Credential Mixed Into The Prehash

Some schemes mix the access key into the string to sign. Reference the credential from the message template:

- name: hmac_sign
  config:
    timestamp:
      format: unix_seconds
    signature:
      algorithm: sha256
      key_encoding: raw
      output_encoding: hex
      message: "{{.Timestamp}}{{.Method}}{{.Path}}{{.Credentials.key}}{{.Body}}"
    credentials:
      key:    {type: env, var: API_KEY}
      secret: {type: env, var: API_SECRET}
    headers:
      - {name: "X-Access-Key",  value: "{{.Credentials.key}}"}
      - {name: "X-Signature",   value: "{{.Signature}}"}
      - {name: "X-Timestamp",   value: "{{.Timestamp}}"}
    rules:
      - host: "api.example.com"

Audit Log

A successful signing produces:

  • injected: the headers that were set, e.g. ["header:X-ACCESS-KEY", "header:X-ACCESS-SIGN", ...].

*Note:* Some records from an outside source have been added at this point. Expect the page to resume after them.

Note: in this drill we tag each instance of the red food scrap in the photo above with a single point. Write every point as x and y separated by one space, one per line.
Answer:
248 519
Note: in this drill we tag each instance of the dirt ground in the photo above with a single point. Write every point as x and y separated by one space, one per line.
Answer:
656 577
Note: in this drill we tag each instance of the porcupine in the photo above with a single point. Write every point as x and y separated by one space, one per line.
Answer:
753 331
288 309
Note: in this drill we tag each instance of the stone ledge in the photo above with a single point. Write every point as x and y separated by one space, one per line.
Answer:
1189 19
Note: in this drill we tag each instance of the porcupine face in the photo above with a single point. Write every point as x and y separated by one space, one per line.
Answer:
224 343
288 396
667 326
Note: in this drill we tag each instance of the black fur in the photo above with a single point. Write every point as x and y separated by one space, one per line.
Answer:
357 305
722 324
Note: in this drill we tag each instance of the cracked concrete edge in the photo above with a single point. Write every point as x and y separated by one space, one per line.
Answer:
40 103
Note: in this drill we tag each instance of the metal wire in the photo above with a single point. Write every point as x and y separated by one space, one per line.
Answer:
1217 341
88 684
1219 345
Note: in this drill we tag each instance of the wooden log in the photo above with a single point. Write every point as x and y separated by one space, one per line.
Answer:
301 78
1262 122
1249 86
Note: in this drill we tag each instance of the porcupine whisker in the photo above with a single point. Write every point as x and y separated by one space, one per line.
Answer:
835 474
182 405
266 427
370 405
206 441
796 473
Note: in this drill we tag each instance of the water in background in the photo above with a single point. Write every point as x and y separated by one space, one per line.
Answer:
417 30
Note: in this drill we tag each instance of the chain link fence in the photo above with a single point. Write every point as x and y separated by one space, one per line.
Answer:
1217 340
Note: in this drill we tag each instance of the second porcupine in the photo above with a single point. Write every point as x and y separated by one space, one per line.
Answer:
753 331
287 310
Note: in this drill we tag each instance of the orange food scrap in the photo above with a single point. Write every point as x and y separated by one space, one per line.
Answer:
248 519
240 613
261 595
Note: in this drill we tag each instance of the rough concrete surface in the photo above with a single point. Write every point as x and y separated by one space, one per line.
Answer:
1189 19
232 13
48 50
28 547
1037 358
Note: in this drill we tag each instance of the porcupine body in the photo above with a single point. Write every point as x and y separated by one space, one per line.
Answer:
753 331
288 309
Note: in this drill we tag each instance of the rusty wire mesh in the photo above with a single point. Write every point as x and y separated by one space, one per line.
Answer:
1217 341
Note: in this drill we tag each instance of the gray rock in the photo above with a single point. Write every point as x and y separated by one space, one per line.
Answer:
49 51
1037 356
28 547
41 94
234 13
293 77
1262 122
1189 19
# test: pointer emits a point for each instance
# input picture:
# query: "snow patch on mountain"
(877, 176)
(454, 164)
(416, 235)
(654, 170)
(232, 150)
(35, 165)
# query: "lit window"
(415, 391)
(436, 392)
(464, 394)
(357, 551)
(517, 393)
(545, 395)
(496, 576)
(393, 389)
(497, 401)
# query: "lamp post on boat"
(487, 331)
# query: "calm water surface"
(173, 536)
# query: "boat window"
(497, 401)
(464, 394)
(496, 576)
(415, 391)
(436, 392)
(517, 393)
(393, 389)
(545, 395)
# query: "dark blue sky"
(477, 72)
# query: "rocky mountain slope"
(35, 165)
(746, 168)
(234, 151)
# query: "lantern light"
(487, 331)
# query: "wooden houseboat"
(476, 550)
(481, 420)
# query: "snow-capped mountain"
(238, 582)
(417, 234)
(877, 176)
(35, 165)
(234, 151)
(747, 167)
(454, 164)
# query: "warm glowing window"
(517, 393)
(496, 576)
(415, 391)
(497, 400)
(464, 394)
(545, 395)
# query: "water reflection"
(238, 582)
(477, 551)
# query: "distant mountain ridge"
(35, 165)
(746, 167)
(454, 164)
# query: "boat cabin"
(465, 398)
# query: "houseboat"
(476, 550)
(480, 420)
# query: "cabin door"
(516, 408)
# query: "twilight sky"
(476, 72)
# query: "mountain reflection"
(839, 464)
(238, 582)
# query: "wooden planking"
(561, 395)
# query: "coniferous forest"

A rejection annotates rejected with one of the reasons from the body integrity table, plus contextual fields (content_length, buffered_length, credential, header, error) as appropriate.

Limitations

  • MITM mode only. sni-only has no method, path, or body to sign.
  • No response signing. hmac_sign only signs outbound requests. Response verification belongs in the workload or a downstream transform.
  • No request mutation. The buffered body is replayed unchanged to the upstream. If you need to rewrite the body before signing (canonicalize JSON, for example), do it in a separate transform earlier in the pipeline.